- 1. "Wasseraugen längs der Deichlinien"
- 2. Die "hydrografische Gesellschaft"
- 3. Wirtschaftliche Ressourcen
- 4. Soziale Hierarchie und politisch-rechtliche Autonomie
- 5. Eigensinn und regionale Mentalität
Norbert Fischer: Deich, Mentalität und regionale Gesellschaft in Kehdingen
3. Wirtschaftliche Ressourcen
Dennoch: Der Kampf gegen das Wasser zahlte sich aus - und zwar im wahren Sinn des Wortes. Nicht zufällig nahmen die Marschdistrikte im 18. Jahrhundert bei der Höhe der Kontributionszahlungen im Herzogtum Bremen aufgrund ihres (land-) wirtschaftlichen Reichtums vordere Plätze ein.1 Allein die vier Marschdistrikte Altes Land, Kehdingen, Neuhaus und Wursten brachten 43% der monatlichen Kontributionen von 12 000 Reichstaler auf, obwohl in ihnen nur ein Viertel der Bevölkerung des Herzogtums lebte.2 Der wirtschaftliche Reichtum machte sich auch in der Bevölkerungszahl bemerkbar: Kehdingen gehörte im 18. Jahrhundert zu den am dichtesten besiedelten Gebiete im Herzogtum Bremen.3
Wie auch in den übrigen Nordseemarschen konnte sich die Landwirtschaft in der Frühen Neuzeit auf zunehmend größere wirtschaftliche Marktzusammenhänge einstellen - an der Niederelbe begünstigt durch die Nähe zu Hamburg. Ochsenmast und -handel spielten eine wichtige Rolle, Feldgraswirtschaft und Rapsanbau breiteten sich in den südlichen Elbmarschen aus.4 Kehdingen habe den "fettesten Marschboden der Elbmarschen", hieß es in Brockhaus' Konversationslexikon von 1898.5 Neben der Landwirtschaft waren die Ziegeleien, die vor allem im 19. Jahrhundert meist im Außendeichsland errichtet wurden, ein zunehmend wichtiger Erwerbszweig, dessen Boom mit dem städtebaulichen Wachstums Hamburg zusammen hing. Der Wasserweg der Elbe ermöglichte einen praktischen Transport - insbesondere im südlichen Kehdingen sorgten zahlreiche kleinere und größere Häfen für raschen Güterumschlag.

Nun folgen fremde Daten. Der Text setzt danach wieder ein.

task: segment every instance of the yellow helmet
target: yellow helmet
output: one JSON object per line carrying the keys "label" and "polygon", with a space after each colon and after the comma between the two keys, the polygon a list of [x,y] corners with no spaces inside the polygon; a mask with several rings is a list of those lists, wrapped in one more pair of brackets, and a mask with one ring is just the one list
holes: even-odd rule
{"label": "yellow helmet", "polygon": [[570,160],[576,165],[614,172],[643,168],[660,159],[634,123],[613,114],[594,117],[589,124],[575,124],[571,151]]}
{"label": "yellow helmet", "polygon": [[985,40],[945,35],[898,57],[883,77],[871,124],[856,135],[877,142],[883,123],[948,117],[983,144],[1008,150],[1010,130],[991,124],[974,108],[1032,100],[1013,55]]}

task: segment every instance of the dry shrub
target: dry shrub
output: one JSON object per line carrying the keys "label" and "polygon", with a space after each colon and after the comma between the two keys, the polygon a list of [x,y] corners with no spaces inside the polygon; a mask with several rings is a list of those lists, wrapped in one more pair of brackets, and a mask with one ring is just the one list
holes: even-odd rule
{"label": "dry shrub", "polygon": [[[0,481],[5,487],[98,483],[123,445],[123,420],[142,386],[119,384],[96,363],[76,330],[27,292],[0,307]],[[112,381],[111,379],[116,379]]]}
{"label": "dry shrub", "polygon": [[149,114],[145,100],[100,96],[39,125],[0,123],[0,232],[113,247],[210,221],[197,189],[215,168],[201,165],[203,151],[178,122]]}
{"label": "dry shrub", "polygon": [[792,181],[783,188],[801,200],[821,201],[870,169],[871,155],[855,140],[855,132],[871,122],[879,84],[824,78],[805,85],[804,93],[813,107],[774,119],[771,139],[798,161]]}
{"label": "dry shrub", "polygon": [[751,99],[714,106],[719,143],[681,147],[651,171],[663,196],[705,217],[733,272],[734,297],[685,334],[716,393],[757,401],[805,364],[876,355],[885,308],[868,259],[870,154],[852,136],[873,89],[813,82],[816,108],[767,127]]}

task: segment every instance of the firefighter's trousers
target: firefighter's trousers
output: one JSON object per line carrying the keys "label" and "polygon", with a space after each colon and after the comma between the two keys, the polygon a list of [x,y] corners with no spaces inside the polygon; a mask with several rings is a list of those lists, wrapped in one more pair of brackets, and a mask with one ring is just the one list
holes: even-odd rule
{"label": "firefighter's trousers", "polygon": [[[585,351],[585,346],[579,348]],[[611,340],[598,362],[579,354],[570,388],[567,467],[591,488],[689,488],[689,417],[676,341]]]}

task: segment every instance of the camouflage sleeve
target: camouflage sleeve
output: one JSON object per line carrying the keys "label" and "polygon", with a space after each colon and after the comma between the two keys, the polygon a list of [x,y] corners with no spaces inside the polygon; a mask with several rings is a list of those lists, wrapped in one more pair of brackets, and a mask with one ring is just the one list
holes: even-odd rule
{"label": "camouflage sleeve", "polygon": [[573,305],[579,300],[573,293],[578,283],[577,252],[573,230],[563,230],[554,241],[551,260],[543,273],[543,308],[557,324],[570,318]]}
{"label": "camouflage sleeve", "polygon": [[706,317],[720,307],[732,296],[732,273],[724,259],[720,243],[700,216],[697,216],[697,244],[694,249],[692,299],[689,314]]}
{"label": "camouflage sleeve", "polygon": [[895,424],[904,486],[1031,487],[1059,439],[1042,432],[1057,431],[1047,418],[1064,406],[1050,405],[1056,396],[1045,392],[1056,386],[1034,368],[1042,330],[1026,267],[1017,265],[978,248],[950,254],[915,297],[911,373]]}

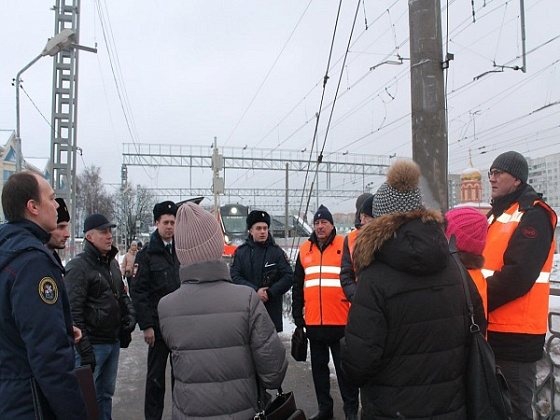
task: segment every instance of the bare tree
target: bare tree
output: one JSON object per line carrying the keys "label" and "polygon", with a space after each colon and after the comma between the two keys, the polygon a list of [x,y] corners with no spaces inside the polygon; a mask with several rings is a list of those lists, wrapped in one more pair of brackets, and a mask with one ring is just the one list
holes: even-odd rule
{"label": "bare tree", "polygon": [[78,175],[76,182],[76,236],[82,236],[83,222],[87,216],[101,213],[108,219],[114,216],[113,197],[105,191],[101,168],[91,165]]}
{"label": "bare tree", "polygon": [[124,241],[125,249],[142,231],[152,226],[154,204],[153,194],[141,185],[134,188],[132,184],[127,184],[114,195],[115,220],[122,235],[119,240]]}

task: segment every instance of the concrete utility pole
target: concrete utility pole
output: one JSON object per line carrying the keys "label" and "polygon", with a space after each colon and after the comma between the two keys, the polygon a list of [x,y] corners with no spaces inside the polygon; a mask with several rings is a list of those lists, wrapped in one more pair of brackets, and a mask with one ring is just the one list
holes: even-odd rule
{"label": "concrete utility pole", "polygon": [[439,0],[409,0],[412,158],[428,208],[447,211],[447,118]]}

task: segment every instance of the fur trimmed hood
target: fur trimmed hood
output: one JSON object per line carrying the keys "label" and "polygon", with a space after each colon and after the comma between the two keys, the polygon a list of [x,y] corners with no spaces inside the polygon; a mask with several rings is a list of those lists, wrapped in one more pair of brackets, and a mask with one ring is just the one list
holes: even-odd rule
{"label": "fur trimmed hood", "polygon": [[362,227],[353,260],[356,271],[382,260],[399,271],[437,272],[447,264],[449,246],[439,210],[415,210],[380,216]]}

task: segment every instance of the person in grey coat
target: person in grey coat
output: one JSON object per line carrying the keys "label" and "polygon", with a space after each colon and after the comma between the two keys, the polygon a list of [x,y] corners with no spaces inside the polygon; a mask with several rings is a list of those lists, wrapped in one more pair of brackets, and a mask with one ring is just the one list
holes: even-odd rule
{"label": "person in grey coat", "polygon": [[259,386],[282,385],[288,363],[258,295],[234,285],[221,261],[217,220],[196,204],[177,211],[178,290],[158,305],[163,340],[173,363],[172,418],[252,418]]}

Unter diesen Voraussetzungen erschien es folgerichtig und lukrativ, dauerhaft Geld, Zeit und Arbeitskraft in den Ausbau und die Verbesserung der Deiche zu investieren. So kam es noch im 19. und 20. Jahrhundert zu den erwähnten Neu-Eindeichungen: Zwischen 1840 und 1890 wurden rund 3 000 Hektar Fläche des Nordkehdinger Außendeiches zur landwirtschaftlichen Nutzung mit Sommerdeichen umgeben. Die Errichtung dieser kostspieligen Sommerdeiche wäre nicht denkbar ohne jene wirtschaftliche Rentabilität, die der neugewonnene Marschboden mit sich brachte.
Die erwähnten Beispiele zeigen vor allem eines: Lebensweise und Wirtschaftsformen waren in Kehdingen davon geprägt, die "wilden Wasser" der Elbe und der Nordsee zu zähmen. Deichbau und -unterhaltung schufen die Voraussetzungen, um die wirtschaftlichen Ressourcen des Marschenbodens zu nutzen, der eine intensivere Bewirtschaftung geradezu herausforderte.